Russia has reported millions of COVID cases but has maintained a low mortality rate that has caused international observers to raise questions about the nation’s official pandemic reporting.
This week, new data from Moscow revealed that the country’s COVID death count is actually three times higher than previously reported, Sky News said Tuesday.
What is Russia’s real death figure?
Before Monday, Russia had reported slightly more than 3 million confirmed COVID cases and approximately 55,000 deaths.
But new data reported Monday from Moscow’s government statistics agency, Rosstat, revealed that the COVID death count is actually more than 186,000, according to Sky News. This would move Russia from being the country with the eighth-highest number of total deaths to the third-highest — ranking behind the U.S. (335,000) and Brazil (191,000).
Russian President Vladimir Putin had previously claimed that his country’s low number of deaths was because of his people’s effective handling of the pandemic.
However, analysts said the surprisingly small fatality rate was due to the fact that the government had required that, in order for a death to be counted as an official COVID fatality, COVID had to be listed on an autopsy as the main cause of death.
Rosstat revealed Monday that the number of total deaths from all causes in 2020 (from January through November) was up 229,700 compared to the same time last year. According to Russian Deputy Prime Minister Tatiana Golikova, “more than 81%” of those extra deaths were due to COVID,” Sky News said, which means more than 186,000 Russians died from the virus over that 11-month period.
Golikova’s take on the data has yet to be reflected in any of Russia’s official COVID reports.

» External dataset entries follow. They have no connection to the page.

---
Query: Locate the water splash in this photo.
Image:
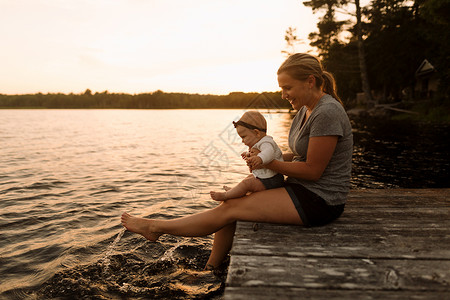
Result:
[159,239,187,262]
[100,228,126,273]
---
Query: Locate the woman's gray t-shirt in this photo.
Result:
[287,95,353,205]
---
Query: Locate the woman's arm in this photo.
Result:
[283,153,295,161]
[264,135,338,181]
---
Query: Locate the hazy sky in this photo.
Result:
[0,0,318,94]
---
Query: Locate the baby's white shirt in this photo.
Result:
[252,135,283,178]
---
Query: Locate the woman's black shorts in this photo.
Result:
[285,183,345,227]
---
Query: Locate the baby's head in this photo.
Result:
[233,111,267,148]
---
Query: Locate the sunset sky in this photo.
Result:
[0,0,318,94]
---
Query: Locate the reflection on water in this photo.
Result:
[0,110,449,299]
[352,119,450,188]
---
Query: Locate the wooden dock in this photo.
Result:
[224,189,450,300]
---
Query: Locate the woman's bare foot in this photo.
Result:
[121,212,162,242]
[209,191,228,201]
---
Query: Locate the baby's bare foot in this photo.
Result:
[121,212,162,242]
[209,191,228,201]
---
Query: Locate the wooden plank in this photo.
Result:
[224,286,449,300]
[232,222,450,259]
[225,189,450,300]
[227,255,450,292]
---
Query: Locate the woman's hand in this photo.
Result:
[245,156,262,171]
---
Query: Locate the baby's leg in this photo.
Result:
[210,175,266,201]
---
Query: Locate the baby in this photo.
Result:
[210,111,284,201]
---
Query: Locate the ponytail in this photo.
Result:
[277,53,344,106]
[322,71,344,106]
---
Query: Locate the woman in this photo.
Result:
[122,53,353,269]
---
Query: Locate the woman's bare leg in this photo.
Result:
[206,222,236,268]
[122,188,302,241]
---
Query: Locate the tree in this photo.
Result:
[303,0,374,106]
[281,27,301,56]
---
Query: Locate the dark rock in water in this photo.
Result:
[36,246,228,299]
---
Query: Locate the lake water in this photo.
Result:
[0,110,450,299]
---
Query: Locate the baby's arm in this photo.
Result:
[258,143,275,165]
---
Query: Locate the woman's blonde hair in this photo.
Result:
[277,53,344,105]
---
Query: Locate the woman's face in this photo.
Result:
[278,72,312,110]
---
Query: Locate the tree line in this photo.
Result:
[0,89,290,109]
[292,0,450,103]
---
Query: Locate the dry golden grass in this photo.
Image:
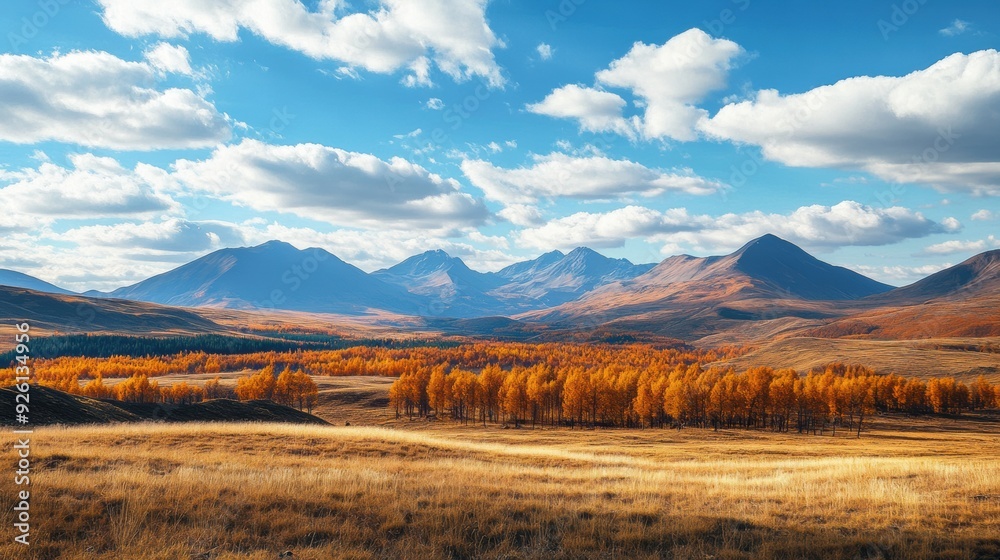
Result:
[717,337,1000,383]
[0,420,1000,560]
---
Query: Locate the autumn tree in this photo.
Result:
[274,366,319,412]
[236,364,277,401]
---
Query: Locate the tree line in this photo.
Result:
[43,365,319,412]
[390,363,1000,435]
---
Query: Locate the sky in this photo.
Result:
[0,0,1000,291]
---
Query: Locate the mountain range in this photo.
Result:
[0,235,1000,344]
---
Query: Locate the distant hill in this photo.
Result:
[493,247,653,309]
[372,247,653,318]
[804,250,1000,339]
[522,235,891,340]
[372,250,507,317]
[109,241,421,314]
[0,268,73,295]
[0,286,226,334]
[0,385,326,426]
[872,249,1000,304]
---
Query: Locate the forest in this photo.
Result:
[0,342,1000,433]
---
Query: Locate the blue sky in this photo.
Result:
[0,0,1000,290]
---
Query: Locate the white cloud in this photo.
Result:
[57,218,245,253]
[518,201,953,251]
[517,206,696,251]
[98,0,504,86]
[921,235,1000,255]
[462,153,726,204]
[145,43,194,76]
[0,154,178,219]
[497,204,545,227]
[527,29,743,141]
[597,29,743,140]
[535,43,552,60]
[525,84,636,138]
[849,263,952,286]
[701,50,1000,195]
[938,19,970,37]
[0,51,230,150]
[174,139,489,230]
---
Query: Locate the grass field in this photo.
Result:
[0,390,1000,560]
[719,337,1000,383]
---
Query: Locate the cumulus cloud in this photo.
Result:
[701,50,1000,195]
[462,153,726,204]
[497,204,545,227]
[921,235,1000,255]
[173,139,489,229]
[517,206,696,251]
[98,0,504,86]
[0,154,177,219]
[597,29,743,140]
[526,84,636,137]
[850,263,952,286]
[0,49,230,150]
[58,218,245,253]
[938,19,970,37]
[527,29,743,141]
[146,43,194,76]
[518,201,955,251]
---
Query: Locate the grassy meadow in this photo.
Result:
[0,404,1000,560]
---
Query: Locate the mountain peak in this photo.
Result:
[251,239,295,249]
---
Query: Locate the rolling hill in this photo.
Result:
[0,268,73,295]
[521,235,891,342]
[804,250,1000,339]
[0,286,225,334]
[108,241,422,314]
[372,250,507,317]
[493,247,653,309]
[0,385,327,426]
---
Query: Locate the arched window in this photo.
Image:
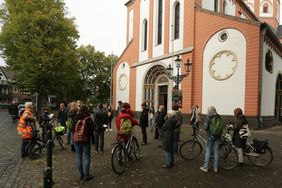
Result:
[174,2,180,39]
[222,0,227,14]
[262,3,269,13]
[265,50,273,73]
[157,0,163,45]
[214,0,218,12]
[142,19,148,51]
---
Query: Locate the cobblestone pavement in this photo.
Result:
[0,110,22,187]
[0,110,282,188]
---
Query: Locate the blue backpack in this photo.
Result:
[210,115,224,137]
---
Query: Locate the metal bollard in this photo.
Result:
[43,140,54,188]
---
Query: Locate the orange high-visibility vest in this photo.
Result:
[17,109,32,139]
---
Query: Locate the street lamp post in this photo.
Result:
[166,55,192,91]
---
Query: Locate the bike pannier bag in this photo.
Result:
[119,118,132,136]
[253,139,267,154]
[73,117,90,143]
[210,116,224,137]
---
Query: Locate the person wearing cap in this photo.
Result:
[162,110,181,168]
[17,102,35,158]
[228,108,248,166]
[116,102,139,142]
[139,102,149,145]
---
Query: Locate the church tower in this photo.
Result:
[245,0,280,30]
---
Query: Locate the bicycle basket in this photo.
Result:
[253,139,268,154]
[53,126,65,135]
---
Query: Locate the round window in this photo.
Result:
[219,31,228,42]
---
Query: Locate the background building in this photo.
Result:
[113,0,282,128]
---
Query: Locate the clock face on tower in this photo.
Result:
[209,51,238,80]
[119,74,127,90]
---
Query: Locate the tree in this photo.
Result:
[77,45,117,103]
[0,0,79,108]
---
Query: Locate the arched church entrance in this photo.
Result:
[274,74,282,122]
[144,65,169,109]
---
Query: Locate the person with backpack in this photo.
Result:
[116,103,139,142]
[66,102,78,152]
[17,102,36,158]
[191,105,200,136]
[94,104,108,153]
[73,105,94,181]
[139,102,149,145]
[200,106,224,172]
[162,110,180,168]
[155,105,166,139]
[58,103,68,134]
[228,108,248,166]
[172,104,183,154]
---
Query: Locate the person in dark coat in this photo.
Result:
[94,104,108,153]
[9,101,18,123]
[74,105,94,181]
[106,104,114,131]
[38,107,52,142]
[139,102,149,145]
[228,108,248,166]
[155,105,166,139]
[162,110,180,168]
[58,103,68,130]
[67,102,78,152]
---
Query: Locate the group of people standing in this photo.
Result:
[17,101,248,181]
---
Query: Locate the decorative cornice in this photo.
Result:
[131,46,194,68]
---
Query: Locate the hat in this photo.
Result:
[121,102,130,108]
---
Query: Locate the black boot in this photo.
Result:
[71,144,75,152]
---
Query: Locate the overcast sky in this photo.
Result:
[0,0,282,65]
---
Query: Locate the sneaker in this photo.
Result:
[79,175,84,180]
[84,175,94,181]
[200,166,208,172]
[162,165,170,168]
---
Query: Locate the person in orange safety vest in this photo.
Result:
[17,102,35,157]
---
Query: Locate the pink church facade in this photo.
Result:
[113,0,282,128]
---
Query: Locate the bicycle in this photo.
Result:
[245,137,273,167]
[111,131,140,175]
[221,123,273,167]
[26,117,66,159]
[179,127,238,170]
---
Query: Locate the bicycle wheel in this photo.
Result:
[220,144,238,170]
[179,140,203,160]
[26,142,42,159]
[56,136,66,150]
[111,144,127,175]
[246,147,273,167]
[131,137,140,161]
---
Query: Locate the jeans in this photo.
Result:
[174,131,180,154]
[165,151,174,166]
[74,143,91,177]
[67,130,73,144]
[21,139,29,157]
[204,137,221,169]
[95,129,105,151]
[141,125,147,144]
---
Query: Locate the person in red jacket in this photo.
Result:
[116,103,139,141]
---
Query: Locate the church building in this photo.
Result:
[113,0,282,127]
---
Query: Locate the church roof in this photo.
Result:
[276,25,282,38]
[0,66,15,80]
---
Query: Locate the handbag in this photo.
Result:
[239,124,252,139]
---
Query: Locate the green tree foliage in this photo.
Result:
[0,0,80,106]
[77,45,117,103]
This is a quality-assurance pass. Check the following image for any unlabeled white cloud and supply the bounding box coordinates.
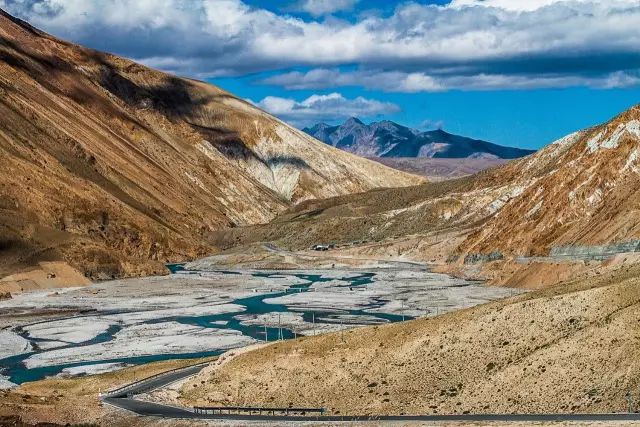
[254,93,400,126]
[0,0,640,92]
[297,0,359,16]
[450,0,637,12]
[260,69,640,93]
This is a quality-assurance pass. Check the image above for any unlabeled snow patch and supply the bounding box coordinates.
[587,120,640,153]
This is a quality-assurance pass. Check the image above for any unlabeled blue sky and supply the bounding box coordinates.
[5,0,640,148]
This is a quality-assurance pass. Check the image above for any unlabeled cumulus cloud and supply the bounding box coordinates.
[297,0,359,16]
[0,0,640,92]
[254,93,400,126]
[259,68,640,93]
[450,0,636,12]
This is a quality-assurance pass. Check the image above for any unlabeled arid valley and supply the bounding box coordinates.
[0,0,640,427]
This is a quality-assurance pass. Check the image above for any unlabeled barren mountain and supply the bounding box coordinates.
[181,265,640,415]
[371,157,508,181]
[214,107,640,270]
[462,106,640,255]
[304,117,534,159]
[0,11,421,277]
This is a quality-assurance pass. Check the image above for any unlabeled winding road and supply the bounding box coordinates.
[100,362,640,424]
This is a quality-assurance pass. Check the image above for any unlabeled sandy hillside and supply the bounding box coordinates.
[182,266,640,414]
[0,11,422,278]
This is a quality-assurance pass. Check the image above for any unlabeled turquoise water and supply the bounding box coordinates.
[0,264,410,384]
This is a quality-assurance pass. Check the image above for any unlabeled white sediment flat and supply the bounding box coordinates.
[0,329,31,367]
[24,316,116,348]
[0,375,18,390]
[24,322,254,369]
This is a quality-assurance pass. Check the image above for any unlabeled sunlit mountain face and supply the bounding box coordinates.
[0,0,640,149]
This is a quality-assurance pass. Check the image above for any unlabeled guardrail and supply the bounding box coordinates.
[193,406,325,415]
[101,362,211,398]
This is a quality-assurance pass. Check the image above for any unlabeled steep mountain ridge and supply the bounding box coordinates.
[462,106,640,255]
[304,117,534,159]
[208,107,640,274]
[0,11,421,278]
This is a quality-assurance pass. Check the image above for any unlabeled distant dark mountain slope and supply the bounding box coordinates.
[304,117,534,159]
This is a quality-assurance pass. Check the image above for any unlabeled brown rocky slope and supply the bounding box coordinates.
[0,11,421,278]
[182,265,640,415]
[212,107,640,272]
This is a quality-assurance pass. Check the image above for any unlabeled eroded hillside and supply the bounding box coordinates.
[0,11,421,278]
[182,266,640,415]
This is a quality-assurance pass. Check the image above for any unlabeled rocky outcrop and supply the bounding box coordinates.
[0,11,423,279]
[304,117,534,159]
[549,240,640,260]
[461,106,640,256]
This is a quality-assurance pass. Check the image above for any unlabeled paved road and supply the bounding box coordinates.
[103,362,209,400]
[100,363,640,424]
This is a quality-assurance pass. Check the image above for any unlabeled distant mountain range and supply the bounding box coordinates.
[303,117,535,159]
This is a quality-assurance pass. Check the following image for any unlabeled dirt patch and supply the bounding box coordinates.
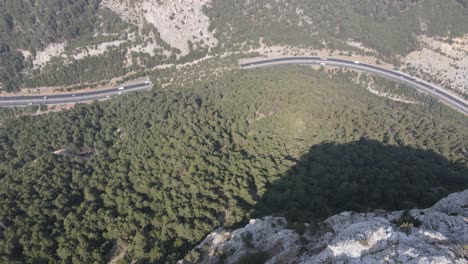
[33,42,67,69]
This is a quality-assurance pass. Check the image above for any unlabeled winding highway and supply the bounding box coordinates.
[0,80,153,107]
[239,56,468,115]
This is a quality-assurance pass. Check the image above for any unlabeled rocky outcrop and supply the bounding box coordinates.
[179,190,468,263]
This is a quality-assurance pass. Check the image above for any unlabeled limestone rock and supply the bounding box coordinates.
[179,190,468,264]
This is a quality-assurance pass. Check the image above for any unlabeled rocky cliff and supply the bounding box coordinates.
[179,190,468,263]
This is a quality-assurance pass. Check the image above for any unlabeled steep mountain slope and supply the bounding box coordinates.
[0,60,468,263]
[0,0,468,97]
[178,191,468,264]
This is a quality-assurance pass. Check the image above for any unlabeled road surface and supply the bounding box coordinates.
[239,56,468,115]
[0,81,152,107]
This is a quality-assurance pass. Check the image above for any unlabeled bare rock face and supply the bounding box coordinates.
[179,190,468,264]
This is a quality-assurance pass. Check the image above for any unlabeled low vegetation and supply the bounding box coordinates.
[0,63,468,263]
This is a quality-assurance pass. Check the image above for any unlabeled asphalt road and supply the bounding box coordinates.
[0,81,152,107]
[239,56,468,115]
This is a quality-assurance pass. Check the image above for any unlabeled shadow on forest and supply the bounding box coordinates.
[252,139,468,222]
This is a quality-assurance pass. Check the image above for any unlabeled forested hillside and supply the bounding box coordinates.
[0,64,468,263]
[206,0,468,57]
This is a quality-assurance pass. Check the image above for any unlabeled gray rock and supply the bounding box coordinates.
[179,190,468,264]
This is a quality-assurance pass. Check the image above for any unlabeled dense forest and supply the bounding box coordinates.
[0,0,468,91]
[0,62,468,263]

Russia is hoping its Sputnik V coronavirus vaccine, which the government claims is 95% effective, will have a serious impact on its growing COVID numbers.
But there’s a catch with the vaccine that is bad news for a lot of Russians: Patients need to abstain from alcohol for about two months during the inoculation process.
Golikova warned would-be vaccine patients that they must not only continue virus mitigation efforts — wearing face masks, socially distancing, using sanitizers — but also “refrain from drinking alcohol or taking immunosuppressant drugs.”